Ma mère m'a abonné au journal "Pilote", en 1964 - elle croyait que c'était une revue genre "Mickey" - la pauvre! Elle ne savait pas que ça allait me transformer en un curieux forcené qui chercherait toujours à vérifier si tout ce qu'on lui racontait était vrai. C'est dans ce canard que Cabu y dessinait "Le grand Duduche." Le 7 janvier, on a fait taire Cabu et ses potes d'une rafale de fusil d'assaut dans le ventre. Je suis en colère!
Ensuite, Hara-Kiri, Charlie-Hebdo et le Canard enchaîné m'ont aidé à supporter la dureté du monde de chiens dans lequel nous vivons et qui est encore pire maintenant qu'il y a 50 ans. Gébé, Choron, Reiser, Wolinski, Cabu, Fred, Cavanna, Charb, Maris, Honoré, Siné, Pelloux, Willem, Delfeil de Ton, Luz, Tignous, Riss, Tardi, Fischetti, Caster, Coluche, Polac, Renaud et bien d'autres m'ont fait rire et réfléchir et m'ont donné le goût du doute, de la causticité et de l'insolence.
Partout, on peut voir cette antienne « Je suis Charlie. » Cette unité, la spontanéité des réactions populaires sont formidables. Les 4 millions de Français dans la rue, dimanche prouvent que nous nous sentons toutes et tous concerné(es).
Mais si le temps du chagrin et de la colère est absolument nécessaire, il ne faut pas que ce bel élan de solidarité retombe comme un soufflé dans quelques semaines.
L'une des manières de rester déterminés est de soutenir Charlie en s'abonnant ! L'hebdo était déjà en faillite avant la tuerie. Le soutien unanime à l'équipe du journal après le drame contraste avec le fait qu'il n'y avait que 30000 exemplaires vendus, insuffisants pour assurer sa pérennité.
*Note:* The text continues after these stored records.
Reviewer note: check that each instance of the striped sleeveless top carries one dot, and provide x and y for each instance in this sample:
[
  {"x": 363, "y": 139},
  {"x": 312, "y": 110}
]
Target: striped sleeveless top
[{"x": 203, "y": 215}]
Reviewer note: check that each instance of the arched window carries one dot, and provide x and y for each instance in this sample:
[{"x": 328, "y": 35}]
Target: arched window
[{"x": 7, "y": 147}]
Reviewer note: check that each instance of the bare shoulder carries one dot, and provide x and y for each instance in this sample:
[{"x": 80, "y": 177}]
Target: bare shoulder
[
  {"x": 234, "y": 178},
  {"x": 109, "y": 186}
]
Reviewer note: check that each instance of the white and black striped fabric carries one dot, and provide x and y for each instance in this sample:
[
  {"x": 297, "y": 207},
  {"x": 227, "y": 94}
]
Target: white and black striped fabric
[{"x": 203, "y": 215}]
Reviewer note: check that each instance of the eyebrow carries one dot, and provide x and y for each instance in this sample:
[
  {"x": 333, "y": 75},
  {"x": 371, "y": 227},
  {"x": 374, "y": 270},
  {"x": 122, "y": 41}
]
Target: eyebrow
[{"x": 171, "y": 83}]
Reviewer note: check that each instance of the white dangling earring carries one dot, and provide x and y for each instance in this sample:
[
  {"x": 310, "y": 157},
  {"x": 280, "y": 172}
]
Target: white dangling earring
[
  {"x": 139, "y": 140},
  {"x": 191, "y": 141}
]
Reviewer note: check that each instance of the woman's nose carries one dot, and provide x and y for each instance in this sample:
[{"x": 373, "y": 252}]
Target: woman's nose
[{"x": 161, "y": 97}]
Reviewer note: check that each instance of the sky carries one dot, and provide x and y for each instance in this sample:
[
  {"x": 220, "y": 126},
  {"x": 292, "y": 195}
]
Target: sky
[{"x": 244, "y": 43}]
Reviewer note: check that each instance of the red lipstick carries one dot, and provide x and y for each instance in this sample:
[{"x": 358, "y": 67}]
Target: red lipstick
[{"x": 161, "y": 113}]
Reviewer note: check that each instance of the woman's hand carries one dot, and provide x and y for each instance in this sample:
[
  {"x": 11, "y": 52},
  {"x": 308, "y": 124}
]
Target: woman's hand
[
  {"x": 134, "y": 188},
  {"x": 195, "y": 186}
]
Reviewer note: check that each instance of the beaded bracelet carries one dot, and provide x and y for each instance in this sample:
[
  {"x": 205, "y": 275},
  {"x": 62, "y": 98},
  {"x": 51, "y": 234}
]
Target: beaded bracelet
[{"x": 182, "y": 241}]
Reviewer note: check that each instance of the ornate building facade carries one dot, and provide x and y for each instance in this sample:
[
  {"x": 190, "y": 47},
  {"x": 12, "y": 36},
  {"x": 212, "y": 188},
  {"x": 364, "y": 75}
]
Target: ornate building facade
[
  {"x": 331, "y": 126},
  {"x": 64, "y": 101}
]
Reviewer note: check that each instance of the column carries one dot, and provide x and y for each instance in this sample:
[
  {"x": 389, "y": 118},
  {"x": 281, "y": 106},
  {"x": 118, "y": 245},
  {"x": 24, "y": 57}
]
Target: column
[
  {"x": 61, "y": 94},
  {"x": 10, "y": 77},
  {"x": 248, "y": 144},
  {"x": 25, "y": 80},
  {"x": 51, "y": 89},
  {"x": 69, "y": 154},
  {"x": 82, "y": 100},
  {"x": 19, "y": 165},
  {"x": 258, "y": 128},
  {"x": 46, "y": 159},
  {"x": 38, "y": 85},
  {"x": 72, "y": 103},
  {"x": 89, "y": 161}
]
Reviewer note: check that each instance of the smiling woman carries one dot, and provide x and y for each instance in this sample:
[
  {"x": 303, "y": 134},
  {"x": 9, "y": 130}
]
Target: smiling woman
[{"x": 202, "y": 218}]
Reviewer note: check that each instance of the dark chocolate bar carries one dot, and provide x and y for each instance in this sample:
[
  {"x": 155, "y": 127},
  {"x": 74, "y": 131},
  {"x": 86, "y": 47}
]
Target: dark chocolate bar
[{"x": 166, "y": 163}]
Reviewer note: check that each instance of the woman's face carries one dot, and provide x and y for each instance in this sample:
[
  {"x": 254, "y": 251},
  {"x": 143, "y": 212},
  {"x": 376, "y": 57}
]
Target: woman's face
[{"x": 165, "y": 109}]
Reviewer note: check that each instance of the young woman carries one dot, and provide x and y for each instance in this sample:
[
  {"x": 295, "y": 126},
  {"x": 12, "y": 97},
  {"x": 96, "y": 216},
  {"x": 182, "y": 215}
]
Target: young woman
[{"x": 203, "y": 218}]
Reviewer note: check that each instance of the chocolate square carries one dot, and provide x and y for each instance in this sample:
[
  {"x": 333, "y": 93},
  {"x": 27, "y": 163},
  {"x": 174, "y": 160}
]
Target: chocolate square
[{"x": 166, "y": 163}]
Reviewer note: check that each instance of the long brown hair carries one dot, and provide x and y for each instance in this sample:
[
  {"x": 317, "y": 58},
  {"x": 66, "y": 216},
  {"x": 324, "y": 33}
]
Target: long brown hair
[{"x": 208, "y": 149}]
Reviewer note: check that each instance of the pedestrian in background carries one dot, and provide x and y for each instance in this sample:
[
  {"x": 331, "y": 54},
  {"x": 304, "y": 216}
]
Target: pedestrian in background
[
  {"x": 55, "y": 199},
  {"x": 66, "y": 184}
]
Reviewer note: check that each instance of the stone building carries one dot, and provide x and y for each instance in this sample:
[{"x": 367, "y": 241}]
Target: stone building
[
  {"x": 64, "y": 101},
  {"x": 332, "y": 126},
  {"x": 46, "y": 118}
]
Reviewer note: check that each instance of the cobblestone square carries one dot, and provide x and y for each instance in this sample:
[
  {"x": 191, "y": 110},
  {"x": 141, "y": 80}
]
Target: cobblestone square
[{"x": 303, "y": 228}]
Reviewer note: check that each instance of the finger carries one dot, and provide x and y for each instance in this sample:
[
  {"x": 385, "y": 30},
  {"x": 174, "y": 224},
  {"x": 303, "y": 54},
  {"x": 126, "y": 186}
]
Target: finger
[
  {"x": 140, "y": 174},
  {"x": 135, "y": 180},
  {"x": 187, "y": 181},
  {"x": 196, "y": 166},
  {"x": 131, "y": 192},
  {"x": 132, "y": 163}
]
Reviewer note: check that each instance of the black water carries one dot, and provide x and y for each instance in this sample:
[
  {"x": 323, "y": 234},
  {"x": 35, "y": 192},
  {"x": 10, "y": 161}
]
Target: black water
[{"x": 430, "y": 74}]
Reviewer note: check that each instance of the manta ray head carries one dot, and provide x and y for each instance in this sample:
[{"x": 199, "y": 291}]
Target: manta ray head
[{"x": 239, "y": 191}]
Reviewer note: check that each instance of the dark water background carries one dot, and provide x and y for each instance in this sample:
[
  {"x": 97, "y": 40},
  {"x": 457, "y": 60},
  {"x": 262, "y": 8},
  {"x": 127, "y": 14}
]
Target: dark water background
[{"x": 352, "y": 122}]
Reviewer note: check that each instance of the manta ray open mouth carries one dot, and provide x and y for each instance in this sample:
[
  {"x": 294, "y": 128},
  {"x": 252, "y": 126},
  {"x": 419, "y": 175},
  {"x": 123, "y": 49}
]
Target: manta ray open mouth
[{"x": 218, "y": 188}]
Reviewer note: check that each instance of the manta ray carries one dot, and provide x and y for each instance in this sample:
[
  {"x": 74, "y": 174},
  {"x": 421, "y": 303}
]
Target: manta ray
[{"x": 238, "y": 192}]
Avec un comité de rédaction décapité, il est maintenant en danger de mort. D'autres journaux connaissent des difficultés récurrentes. La presse française est en train de crever. Les Français n'achètent plus de journaux papier et les abonnés aux journaux sur internet, comme Mediapart, sont en nombre très insuffisants. L'information bâclée du 20 heures, sur les grandes chaînes ou les chaînes d'information ne suffit pas. Je ne sais plus qui a dit : « Je préfère vivre dans un pays sans gouvernement mais avec une presse libre que l'inverse. » Demain, si on n'y prend garde, on pleurera la disparition des journaux comme on pleure, aujourd'hui, les 12 victimes du massacre du 7 janvier et celles du 9 janvier, bouc-émissaires de l'ignorance et d'un endoctrinement mortifère. Or, la liberté de la presse ne s'use que si l'on ne s'en sert pas.
Achetez des journaux, abonnez-vous à ceux diffusés sur le Net ! C'est la meilleure manière de répondre aux brutes assassines et surtout à ceux qui leur ont lavé le cerveau, qui nous ont privé de tous ces talents, de ceux qui travaillaient avec eux à Charlie et des policiers chargés de leur protection. Ces derniers, dans leur rôle, étaient aussi là pour défendre la liberté de la presse. Ils l'ont payé de leur vie.